Sheldon Silver
Former New York Assembly speaker Sheldon Silver arrives for his arraignment hearing, at the U.S. Federal Courthouse in the Manhattan borough of New York, Feb. 24, 2015. REUTERS/BRENDAN MCDERMID

(Reuters) - Lawyers for once-powerful former New York State Assembly Speaker Sheldon Silver asked a judge on Tuesday to throw out federal corruption charges against him because a top prosecutor made "prejudicial" public statements about his guilt.

The motion to dismiss came as Silver, 71, pleaded not guilty in Manhattan federal court to fraud and extortion charges. Silver resigned as speaker after his arrest last month, but remains the assemblyman for Manhattan's Lower East Side.

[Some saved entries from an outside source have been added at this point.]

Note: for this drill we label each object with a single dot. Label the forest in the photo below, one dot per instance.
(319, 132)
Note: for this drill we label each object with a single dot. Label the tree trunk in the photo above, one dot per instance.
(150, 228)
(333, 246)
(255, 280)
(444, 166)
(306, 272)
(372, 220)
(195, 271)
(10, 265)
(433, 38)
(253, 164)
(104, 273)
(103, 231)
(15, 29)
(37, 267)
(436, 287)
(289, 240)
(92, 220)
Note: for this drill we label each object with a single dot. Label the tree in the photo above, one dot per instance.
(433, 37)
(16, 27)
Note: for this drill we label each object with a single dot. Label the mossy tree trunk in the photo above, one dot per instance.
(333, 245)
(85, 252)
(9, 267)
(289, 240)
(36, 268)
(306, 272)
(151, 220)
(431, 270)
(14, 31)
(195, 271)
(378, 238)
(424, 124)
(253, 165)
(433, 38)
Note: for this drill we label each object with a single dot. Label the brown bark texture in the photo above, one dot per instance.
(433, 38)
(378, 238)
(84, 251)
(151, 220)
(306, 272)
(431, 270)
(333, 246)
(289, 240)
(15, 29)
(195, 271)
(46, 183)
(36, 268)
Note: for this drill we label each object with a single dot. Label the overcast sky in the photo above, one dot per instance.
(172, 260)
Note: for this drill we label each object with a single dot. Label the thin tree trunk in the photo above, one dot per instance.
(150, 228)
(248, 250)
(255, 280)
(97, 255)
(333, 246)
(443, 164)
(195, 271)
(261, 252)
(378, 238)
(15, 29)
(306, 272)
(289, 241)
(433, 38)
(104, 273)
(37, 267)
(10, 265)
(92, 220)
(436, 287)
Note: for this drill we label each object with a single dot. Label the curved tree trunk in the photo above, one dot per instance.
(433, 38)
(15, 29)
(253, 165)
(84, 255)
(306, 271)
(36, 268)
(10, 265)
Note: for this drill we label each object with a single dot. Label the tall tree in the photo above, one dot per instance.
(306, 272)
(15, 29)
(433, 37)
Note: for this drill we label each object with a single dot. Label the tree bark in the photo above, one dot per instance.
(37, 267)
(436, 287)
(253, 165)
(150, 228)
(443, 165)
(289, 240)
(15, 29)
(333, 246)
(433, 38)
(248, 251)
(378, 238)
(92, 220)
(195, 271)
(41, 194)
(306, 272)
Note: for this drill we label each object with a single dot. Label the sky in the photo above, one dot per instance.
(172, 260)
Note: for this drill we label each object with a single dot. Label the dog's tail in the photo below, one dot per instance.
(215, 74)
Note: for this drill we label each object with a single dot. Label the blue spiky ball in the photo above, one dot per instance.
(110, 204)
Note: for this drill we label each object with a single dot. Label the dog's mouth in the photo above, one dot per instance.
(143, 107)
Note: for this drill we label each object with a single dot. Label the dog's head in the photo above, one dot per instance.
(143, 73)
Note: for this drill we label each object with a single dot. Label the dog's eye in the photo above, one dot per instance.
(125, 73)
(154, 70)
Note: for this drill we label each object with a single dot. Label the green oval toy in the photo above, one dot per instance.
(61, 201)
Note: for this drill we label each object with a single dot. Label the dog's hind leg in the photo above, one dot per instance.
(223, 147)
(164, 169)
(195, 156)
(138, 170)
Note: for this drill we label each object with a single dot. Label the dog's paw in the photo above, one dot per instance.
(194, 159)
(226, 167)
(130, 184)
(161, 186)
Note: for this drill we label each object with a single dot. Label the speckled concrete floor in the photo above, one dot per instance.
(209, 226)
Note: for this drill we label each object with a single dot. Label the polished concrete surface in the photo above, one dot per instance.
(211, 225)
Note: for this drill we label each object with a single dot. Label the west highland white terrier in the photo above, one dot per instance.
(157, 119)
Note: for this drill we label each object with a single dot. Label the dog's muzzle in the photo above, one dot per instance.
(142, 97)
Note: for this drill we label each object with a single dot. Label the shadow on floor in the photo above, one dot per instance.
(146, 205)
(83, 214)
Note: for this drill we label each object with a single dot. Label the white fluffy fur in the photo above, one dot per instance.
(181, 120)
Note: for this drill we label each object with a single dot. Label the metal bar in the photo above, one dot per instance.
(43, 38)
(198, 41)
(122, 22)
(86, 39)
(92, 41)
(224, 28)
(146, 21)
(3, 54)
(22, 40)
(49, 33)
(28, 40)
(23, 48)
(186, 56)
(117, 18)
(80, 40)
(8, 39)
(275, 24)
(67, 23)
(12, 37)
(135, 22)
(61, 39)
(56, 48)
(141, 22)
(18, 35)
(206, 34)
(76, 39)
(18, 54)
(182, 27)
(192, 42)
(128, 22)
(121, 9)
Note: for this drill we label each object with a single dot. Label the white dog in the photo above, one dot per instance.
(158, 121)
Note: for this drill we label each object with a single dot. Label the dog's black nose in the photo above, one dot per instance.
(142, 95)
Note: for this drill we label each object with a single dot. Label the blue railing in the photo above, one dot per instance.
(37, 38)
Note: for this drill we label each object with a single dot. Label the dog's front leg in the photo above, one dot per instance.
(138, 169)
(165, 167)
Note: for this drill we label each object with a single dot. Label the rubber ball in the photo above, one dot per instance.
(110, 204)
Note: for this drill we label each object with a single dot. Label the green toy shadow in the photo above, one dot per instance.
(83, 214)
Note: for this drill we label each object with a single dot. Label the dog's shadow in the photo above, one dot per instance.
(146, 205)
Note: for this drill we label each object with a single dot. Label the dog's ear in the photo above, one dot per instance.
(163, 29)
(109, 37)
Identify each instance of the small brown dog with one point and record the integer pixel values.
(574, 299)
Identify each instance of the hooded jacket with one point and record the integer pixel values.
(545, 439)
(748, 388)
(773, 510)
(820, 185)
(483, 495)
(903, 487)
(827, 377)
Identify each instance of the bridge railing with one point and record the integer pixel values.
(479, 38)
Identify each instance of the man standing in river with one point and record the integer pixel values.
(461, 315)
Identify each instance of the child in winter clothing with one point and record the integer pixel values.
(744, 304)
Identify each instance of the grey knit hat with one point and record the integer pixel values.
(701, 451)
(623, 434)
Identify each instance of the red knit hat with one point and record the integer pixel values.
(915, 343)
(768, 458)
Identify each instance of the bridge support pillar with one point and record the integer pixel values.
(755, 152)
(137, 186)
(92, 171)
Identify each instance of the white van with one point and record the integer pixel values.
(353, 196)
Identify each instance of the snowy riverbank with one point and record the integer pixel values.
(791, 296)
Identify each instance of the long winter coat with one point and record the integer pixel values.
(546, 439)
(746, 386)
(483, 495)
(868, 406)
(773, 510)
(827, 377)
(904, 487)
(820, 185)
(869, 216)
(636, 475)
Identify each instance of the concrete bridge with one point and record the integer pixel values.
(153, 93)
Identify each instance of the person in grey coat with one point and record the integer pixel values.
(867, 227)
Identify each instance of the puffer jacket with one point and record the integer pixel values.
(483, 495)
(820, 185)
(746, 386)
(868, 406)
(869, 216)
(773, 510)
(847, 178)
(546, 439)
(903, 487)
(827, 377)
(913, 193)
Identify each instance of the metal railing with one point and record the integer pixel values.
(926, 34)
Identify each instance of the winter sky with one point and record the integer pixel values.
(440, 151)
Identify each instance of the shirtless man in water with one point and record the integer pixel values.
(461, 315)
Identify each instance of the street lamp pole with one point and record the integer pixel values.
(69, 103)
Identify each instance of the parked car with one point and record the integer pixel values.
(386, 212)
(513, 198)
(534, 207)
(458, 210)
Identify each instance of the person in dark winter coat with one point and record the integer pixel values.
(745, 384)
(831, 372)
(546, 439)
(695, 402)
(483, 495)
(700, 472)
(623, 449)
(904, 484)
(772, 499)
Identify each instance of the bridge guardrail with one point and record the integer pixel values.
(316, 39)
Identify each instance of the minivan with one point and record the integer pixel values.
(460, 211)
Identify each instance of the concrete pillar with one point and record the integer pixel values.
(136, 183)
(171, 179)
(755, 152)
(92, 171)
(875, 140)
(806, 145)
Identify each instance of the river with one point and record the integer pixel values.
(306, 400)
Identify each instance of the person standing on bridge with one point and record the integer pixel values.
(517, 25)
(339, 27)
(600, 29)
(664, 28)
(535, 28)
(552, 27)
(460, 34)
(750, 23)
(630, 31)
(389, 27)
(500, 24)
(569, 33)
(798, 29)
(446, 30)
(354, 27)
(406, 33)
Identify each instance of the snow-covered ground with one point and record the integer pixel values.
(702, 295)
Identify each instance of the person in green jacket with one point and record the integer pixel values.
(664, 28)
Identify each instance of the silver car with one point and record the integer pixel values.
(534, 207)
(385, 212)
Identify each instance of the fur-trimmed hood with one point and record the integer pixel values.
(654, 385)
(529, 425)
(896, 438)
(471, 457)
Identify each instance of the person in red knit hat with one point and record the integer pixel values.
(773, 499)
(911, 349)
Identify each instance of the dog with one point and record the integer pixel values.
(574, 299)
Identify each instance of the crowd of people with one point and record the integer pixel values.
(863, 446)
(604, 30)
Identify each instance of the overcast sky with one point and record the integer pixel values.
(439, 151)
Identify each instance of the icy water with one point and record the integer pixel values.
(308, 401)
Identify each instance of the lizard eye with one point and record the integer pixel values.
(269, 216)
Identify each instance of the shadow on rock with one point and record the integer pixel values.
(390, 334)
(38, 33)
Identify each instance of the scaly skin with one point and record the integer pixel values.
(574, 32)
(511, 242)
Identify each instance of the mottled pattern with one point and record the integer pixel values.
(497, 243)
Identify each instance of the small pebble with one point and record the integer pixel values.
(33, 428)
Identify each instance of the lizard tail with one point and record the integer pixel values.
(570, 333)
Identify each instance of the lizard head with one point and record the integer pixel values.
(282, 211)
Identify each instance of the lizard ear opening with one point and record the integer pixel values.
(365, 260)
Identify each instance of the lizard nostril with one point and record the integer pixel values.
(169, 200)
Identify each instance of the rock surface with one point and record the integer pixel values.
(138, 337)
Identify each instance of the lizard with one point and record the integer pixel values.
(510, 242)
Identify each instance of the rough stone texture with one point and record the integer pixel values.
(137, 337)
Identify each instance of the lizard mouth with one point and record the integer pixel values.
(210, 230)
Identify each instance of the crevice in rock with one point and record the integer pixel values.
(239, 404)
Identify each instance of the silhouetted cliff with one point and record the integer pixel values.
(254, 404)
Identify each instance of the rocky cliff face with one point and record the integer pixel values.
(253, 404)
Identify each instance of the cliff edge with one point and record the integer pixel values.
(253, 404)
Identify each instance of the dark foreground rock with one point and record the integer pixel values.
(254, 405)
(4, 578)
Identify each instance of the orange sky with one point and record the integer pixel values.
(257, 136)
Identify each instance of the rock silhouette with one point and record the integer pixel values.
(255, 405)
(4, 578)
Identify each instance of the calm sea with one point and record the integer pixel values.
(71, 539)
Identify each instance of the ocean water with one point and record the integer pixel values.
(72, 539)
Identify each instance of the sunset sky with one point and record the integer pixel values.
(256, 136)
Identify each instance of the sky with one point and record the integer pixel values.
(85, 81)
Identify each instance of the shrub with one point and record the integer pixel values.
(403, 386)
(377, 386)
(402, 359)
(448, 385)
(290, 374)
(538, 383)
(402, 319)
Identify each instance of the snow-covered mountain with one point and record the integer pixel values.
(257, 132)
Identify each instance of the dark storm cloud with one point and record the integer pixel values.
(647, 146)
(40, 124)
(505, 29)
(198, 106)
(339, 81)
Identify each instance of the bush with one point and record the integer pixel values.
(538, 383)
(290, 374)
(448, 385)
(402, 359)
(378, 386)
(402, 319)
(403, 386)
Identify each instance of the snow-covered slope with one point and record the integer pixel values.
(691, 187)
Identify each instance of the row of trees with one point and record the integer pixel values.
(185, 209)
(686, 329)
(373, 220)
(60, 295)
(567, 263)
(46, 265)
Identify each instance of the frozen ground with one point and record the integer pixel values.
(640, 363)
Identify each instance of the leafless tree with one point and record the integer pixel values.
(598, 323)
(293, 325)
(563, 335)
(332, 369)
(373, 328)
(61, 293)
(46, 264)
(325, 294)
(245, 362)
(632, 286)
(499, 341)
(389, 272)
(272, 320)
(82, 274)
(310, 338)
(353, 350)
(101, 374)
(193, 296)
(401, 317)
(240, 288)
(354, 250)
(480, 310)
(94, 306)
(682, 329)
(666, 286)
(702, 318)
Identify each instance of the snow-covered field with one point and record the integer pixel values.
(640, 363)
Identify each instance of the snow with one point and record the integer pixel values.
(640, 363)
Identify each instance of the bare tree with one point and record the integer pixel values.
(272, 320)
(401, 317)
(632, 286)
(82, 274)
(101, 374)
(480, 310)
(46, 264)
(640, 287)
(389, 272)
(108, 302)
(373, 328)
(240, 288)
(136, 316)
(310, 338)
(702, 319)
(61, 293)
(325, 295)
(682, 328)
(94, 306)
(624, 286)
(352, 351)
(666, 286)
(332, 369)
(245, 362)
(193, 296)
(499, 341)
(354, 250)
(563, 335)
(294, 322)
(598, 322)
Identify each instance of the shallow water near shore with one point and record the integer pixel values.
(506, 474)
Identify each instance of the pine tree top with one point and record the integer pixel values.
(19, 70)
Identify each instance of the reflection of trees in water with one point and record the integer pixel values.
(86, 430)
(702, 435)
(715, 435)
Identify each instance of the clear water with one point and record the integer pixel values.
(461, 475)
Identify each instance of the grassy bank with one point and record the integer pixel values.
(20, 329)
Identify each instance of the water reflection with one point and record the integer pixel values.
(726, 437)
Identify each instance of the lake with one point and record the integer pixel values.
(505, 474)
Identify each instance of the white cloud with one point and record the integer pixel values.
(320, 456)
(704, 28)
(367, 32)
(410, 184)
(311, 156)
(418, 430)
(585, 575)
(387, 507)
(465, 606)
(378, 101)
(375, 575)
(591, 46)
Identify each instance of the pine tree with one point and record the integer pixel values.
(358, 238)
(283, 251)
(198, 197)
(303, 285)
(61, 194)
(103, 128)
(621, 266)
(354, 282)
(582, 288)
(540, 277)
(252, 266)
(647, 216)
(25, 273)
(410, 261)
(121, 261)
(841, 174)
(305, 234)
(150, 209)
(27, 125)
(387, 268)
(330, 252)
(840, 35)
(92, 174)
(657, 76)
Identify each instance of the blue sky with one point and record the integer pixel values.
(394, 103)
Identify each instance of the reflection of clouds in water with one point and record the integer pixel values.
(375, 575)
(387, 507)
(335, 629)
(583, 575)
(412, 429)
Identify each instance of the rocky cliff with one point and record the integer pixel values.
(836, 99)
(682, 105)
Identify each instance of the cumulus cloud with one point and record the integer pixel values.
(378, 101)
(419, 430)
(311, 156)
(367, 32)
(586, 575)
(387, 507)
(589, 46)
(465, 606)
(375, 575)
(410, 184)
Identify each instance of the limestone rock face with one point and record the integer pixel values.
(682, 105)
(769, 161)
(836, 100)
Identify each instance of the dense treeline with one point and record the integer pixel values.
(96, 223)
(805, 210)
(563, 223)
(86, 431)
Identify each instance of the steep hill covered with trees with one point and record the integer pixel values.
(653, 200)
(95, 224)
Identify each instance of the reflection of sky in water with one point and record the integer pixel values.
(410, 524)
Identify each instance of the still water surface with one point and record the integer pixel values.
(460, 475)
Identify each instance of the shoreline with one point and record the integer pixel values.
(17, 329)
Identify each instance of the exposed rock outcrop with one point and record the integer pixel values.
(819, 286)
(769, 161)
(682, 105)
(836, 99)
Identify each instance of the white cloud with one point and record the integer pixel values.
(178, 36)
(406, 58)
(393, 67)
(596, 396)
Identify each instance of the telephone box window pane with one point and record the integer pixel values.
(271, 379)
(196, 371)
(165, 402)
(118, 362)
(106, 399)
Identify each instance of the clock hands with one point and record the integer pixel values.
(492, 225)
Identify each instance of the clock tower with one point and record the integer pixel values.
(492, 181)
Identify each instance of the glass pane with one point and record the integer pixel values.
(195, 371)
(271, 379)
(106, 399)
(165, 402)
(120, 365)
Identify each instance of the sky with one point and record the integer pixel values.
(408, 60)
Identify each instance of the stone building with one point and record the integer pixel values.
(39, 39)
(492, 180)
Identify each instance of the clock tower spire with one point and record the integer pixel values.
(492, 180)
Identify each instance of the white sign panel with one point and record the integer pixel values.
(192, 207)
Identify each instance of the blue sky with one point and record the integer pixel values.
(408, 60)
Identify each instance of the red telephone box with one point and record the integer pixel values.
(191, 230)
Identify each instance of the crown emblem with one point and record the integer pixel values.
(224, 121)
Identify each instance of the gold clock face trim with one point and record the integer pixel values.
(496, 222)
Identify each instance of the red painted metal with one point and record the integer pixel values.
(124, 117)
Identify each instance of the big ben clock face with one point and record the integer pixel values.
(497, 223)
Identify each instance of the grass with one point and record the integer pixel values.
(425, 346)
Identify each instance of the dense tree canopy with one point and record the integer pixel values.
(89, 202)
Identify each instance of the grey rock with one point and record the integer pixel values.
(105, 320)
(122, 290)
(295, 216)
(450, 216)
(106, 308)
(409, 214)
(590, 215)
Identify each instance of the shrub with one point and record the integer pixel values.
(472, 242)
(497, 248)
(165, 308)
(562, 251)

One of his defense attorneys said Manhattan U.S. Attorney Preet Bharara had tainted the grand jury proceedings by commenting publicly on the case.

"These were statements where the U.S. Attorney excoriated the defendant, basically deprived him of the presumption of innocence and extolled his guilt," lawyer Steven Molo said in court before U.S. District Judge Valerie Caproni.

Assistant U.S. Attorney Carrie Cohen replied that Molo's allegations were "baseless."

In court papers filed immediately after the hearing, the defense cited a news conference held to announce Silver's arrest, a speech on public corruption Bharara delivered at New York Law School the following day, and an extensive interview he gave to the MSNBC cable network two weeks later.

"In an effort that could only serve to prejudice the jury pool, the U.S. Attorney has prosecuted this case full bore through the press," the lawyers wrote.

A spokesman for Bharara declined to comment.

Following his court appearance, Silver told reporters: "I'm confident I will be vindicated in the courtroom."

A lawyer, Silver became speaker in 1994, with considerable influence over New York state's budget and lawmaking processes.

Silver long listed the New York City law firm of Weitz & Luxenberg on financial disclosure forms as a source of income for representing its clients.

The grand jury indictment said he used that position to mask bribes and kickbacks, including more than $3 million earned for referring asbestos sufferers to the firm from a doctor whose medical research secretly received $500,000 in state funds at Silver's direction, as well as other benefits.

Silver never disclosed the state funding he organized for the doctor to Weitz & Luxenberg, according to the indictment handed down last week.

Prosecutors say Silver also received $700,000 in kickbacks by steering real estate developers with business before the state legislature to another law firm.